Queen Elizabeth II to break royalty record (+video)
On September 9, Queen Elizabeth II will become the longest-reigning British monarch in history.
Queen Elizabeth II, who took the throne on February 6, 1952, is poised to become the longest-serving British monarch in history, second in the world to Thai King Bhumibol Adulyadej, who has ruled since 1950.
To put this further in perspective: When young Elizabeth was crowned, Harry S Truman was president and Josef Stalin was leader of the USSR.
On September 9, Queen Elizabeth II will surpass her great-great-grandmother Queen Victoria’s record of 63 years, seven months, and two days on the throne, reports CNN. “Already the country's longest-lived monarch and the world's oldest-serving sovereign,” Elizabeth, at age 89, is the sixth queen and 40th monarch of the United Kingdom.
What has Queen Elizabeth accomplished in her decades on the throne?
Over the course of her rule, Queen Elizabeth has traveled to 116 countries, and she was the first reigning British sovereign to visit Saudi Arabia or China. She assented to more than 3,500 Acts of Parliament, including a change to the law of succession that will allow first-born daughters to take precedence over later-born sons. She is heavily involved in charity work, serving as patron of over 600 charities and organizations.
Above all, "the successful and largely peaceful transition to the Commonwealth of Nations has arguably been the Queen's crowning achievement,” writes Victoria Arbiter, CNN’s royal commentator.
As monarch, the Queen is head of state for the United Kingdom and 15 other Commonwealth realms, as well as head of the Commonwealth itself, an association of 53 independent countries. At the time of her accession, only eight countries belonged to the Commonwealth.
The Commonwealth could have “quite easily fallen apart under different management,” said British historian Andrew Roberts to NBC News, adding that Elizabeth has a “deft political sense.”
While the British government transitioned into a constitutional monarchy in the eighteenth and nineteenth centuries, the sovereign still plays a critical role in the Britain.

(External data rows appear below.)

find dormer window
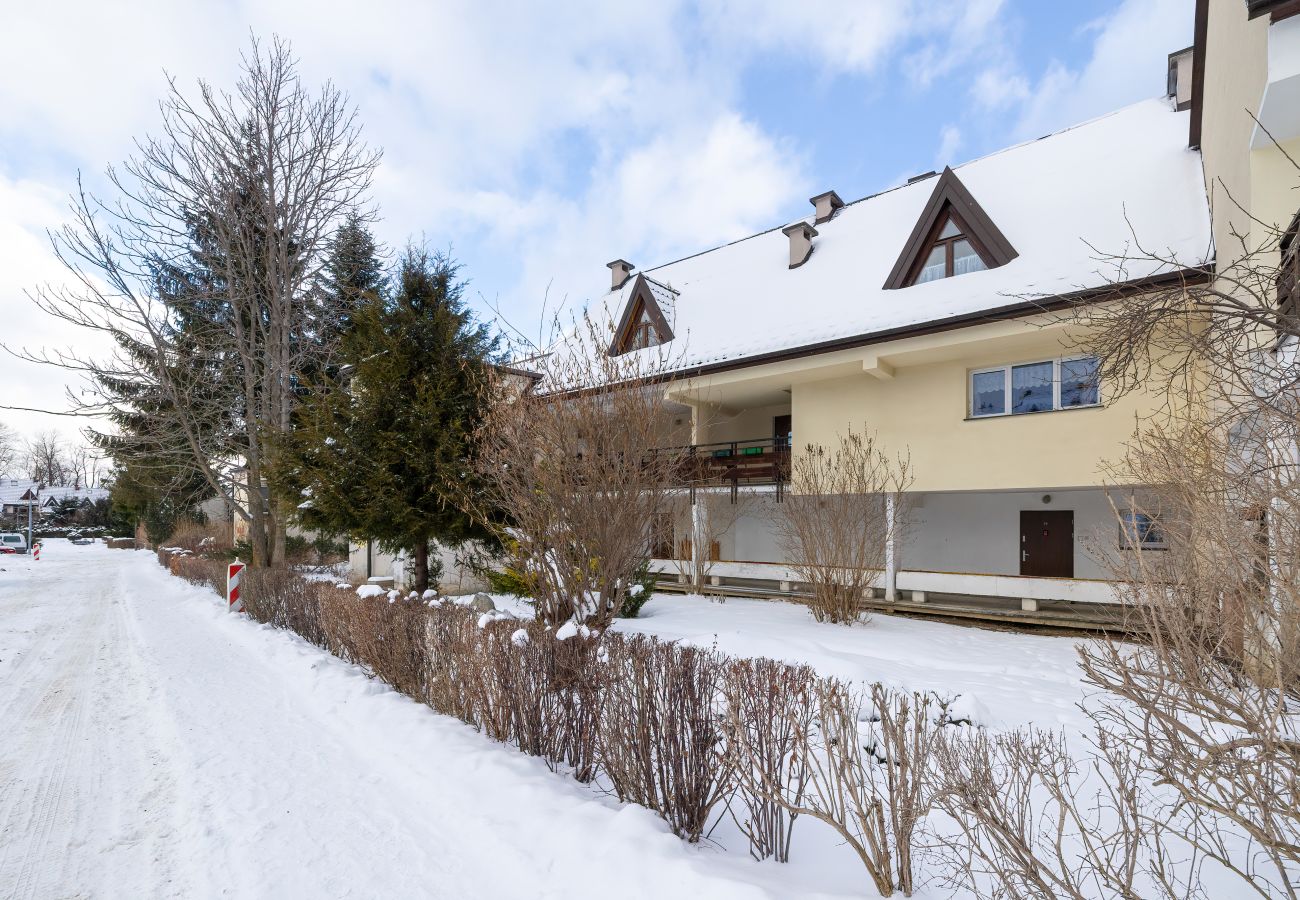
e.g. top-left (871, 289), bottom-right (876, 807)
top-left (610, 274), bottom-right (673, 356)
top-left (911, 216), bottom-right (988, 285)
top-left (885, 169), bottom-right (1017, 290)
top-left (623, 296), bottom-right (663, 352)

She “acts as a focus for national identity, unity and pride; gives a sense of stability and continuity; officially recognizes success and excellence; and supports the ideal of voluntary service,” according to the British Monarchy’s official website.
Parliament controls the vast majority of Britain's political power, but the monarch maintains three rights, noted Victorian economist and writer Walter Bagehot: "the right to be consulted, the right to encourage, the right to warn."
Her understated authority has contributed to her record popularity, with 69 percent in favor of the queen, according to a 2012 Guardian/ICM poll.
To commemorate the record-breaking date, Queen Elizabeth will appear in public to open the Borders Railway in Tweedbank, Scotland, “the longest domestic line to be built in Britain for more than 100 years,” says Arbiter.
British citizens can celebrate by having a bowl of cereal in the queen’s name, as Kellogg’s releases a special edition of cornflakes mixed with macadamia nuts and edible diamonds and pearls called “Queen flakes.”
During her royal tenure, the world has transformed, as Roberts told NBC: “Elizabeth has overseen a period of extraordinary technological advancement and social change.”